Wolfgang Hampel - and Betty MacDonald fan club fans,
we are working on a new Betty MacDonald exhibit.
You'll be able to read some very interesting letters by Betty MacDonald regarding her fascinating political views.
We had Super Tuesday in the United States.
There is no doubt who would have been Betty MacDonald's favourite.
Betty MacDonald was a convinced Democrat.
You can read these political statements in several of her letters in Betty MacDonald fan club collection.
So no chance for Mr. Trump!
What's your opinion?
What about some excellent Super Tuesday cinnamon rolls from the Burbanks' kitchen?

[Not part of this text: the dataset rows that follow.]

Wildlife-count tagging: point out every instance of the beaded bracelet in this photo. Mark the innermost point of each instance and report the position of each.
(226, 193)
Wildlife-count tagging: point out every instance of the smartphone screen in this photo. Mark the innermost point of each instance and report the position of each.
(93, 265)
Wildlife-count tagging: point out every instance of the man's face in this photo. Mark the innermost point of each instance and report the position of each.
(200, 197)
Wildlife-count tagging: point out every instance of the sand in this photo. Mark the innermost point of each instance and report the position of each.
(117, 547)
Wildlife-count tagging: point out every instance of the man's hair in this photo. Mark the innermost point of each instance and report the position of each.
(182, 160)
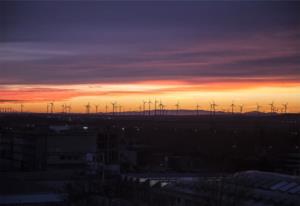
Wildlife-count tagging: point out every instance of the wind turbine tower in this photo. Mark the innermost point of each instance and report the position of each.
(197, 109)
(177, 108)
(272, 108)
(241, 108)
(87, 108)
(155, 107)
(113, 107)
(285, 107)
(149, 105)
(232, 107)
(257, 107)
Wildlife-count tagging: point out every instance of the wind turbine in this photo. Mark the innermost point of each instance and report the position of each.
(272, 107)
(88, 107)
(241, 108)
(68, 109)
(149, 105)
(51, 107)
(197, 108)
(213, 107)
(161, 108)
(144, 107)
(232, 107)
(113, 107)
(257, 107)
(63, 108)
(285, 107)
(177, 108)
(155, 108)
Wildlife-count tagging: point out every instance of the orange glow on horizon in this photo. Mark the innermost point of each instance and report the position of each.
(130, 95)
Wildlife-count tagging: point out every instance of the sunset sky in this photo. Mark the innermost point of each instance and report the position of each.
(191, 52)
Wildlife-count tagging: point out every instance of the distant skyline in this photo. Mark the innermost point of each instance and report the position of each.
(192, 52)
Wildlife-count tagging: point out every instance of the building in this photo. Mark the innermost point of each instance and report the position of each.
(250, 188)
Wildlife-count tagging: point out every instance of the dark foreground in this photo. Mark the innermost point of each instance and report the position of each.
(71, 159)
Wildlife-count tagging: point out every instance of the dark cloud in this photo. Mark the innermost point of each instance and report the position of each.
(97, 42)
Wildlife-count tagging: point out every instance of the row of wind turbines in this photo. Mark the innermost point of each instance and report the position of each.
(159, 108)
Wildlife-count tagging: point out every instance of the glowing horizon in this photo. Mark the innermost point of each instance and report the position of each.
(191, 52)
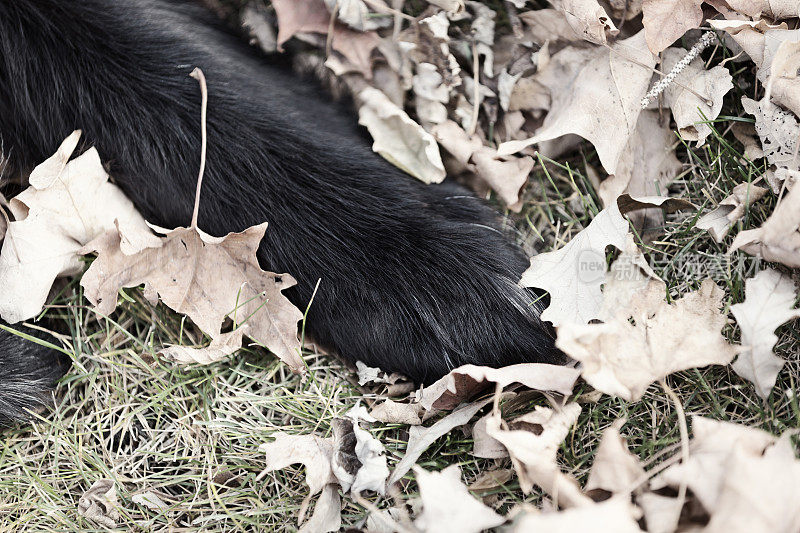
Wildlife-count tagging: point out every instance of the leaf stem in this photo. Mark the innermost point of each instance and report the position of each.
(200, 77)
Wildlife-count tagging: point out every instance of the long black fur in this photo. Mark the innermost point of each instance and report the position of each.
(415, 278)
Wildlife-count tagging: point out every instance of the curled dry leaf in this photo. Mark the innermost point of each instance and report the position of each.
(594, 103)
(468, 381)
(206, 278)
(778, 239)
(588, 19)
(327, 515)
(68, 204)
(505, 175)
(574, 273)
(99, 504)
(665, 21)
(311, 16)
(532, 442)
(744, 478)
(778, 130)
(615, 469)
(447, 505)
(390, 412)
(615, 515)
(776, 9)
(689, 111)
(420, 438)
(314, 452)
(719, 221)
(399, 139)
(623, 358)
(358, 460)
(769, 303)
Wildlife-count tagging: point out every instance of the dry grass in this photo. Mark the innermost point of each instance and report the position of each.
(190, 435)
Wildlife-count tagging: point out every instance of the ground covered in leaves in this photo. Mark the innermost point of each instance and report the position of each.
(697, 185)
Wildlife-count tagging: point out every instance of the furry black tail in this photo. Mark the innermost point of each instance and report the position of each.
(414, 278)
(28, 371)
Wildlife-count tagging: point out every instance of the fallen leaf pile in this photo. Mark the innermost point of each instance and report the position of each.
(445, 93)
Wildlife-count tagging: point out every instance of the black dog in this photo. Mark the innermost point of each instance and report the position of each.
(415, 278)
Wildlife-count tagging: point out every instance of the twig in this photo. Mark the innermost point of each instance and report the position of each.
(475, 90)
(684, 431)
(200, 77)
(659, 87)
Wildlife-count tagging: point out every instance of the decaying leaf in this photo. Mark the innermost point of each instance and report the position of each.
(615, 469)
(447, 505)
(588, 19)
(314, 452)
(420, 438)
(623, 358)
(665, 21)
(594, 102)
(327, 515)
(532, 441)
(574, 273)
(206, 278)
(467, 381)
(719, 221)
(615, 515)
(689, 111)
(358, 460)
(311, 16)
(769, 302)
(68, 204)
(744, 478)
(391, 412)
(778, 239)
(399, 139)
(99, 504)
(778, 130)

You don't know what I'm talking about?
No problem you can find the delightful story and recipe below.
We are going to publish new Betty MacDonald essays on Betty MacDonald's gardens and nature in Washington State.
Betty MacDonald fan club newsletter March will be very interesting because we'll share new outstanding Betty MacDonald fan club research results.

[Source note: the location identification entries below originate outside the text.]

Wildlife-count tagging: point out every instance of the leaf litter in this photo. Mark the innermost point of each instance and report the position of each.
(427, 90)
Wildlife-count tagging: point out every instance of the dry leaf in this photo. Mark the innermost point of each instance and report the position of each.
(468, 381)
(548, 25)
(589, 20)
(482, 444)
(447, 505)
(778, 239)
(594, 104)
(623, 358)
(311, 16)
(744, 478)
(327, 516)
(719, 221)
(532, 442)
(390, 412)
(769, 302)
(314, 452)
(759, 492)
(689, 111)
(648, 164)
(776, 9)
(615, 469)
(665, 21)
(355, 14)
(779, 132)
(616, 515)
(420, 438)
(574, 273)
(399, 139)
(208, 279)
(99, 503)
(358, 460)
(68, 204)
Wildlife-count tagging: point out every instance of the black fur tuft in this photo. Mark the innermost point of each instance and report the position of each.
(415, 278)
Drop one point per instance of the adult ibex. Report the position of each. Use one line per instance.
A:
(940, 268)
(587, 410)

Tell us the names of this mysterious couple please and you can win a very new Betty MacDonald documentary.
You shouldn't miss our International Betty MacDonald fan club events because you can make the most wonderful friends there.
Betty MacDonald fan club event in London was outstanding.
I think London would be the best place for next International Betty MacDonald fan club event because I'd like to return to this wonderful city.
The Betty MacDonald fan club event DVDs are excellent and I already own a whole collection.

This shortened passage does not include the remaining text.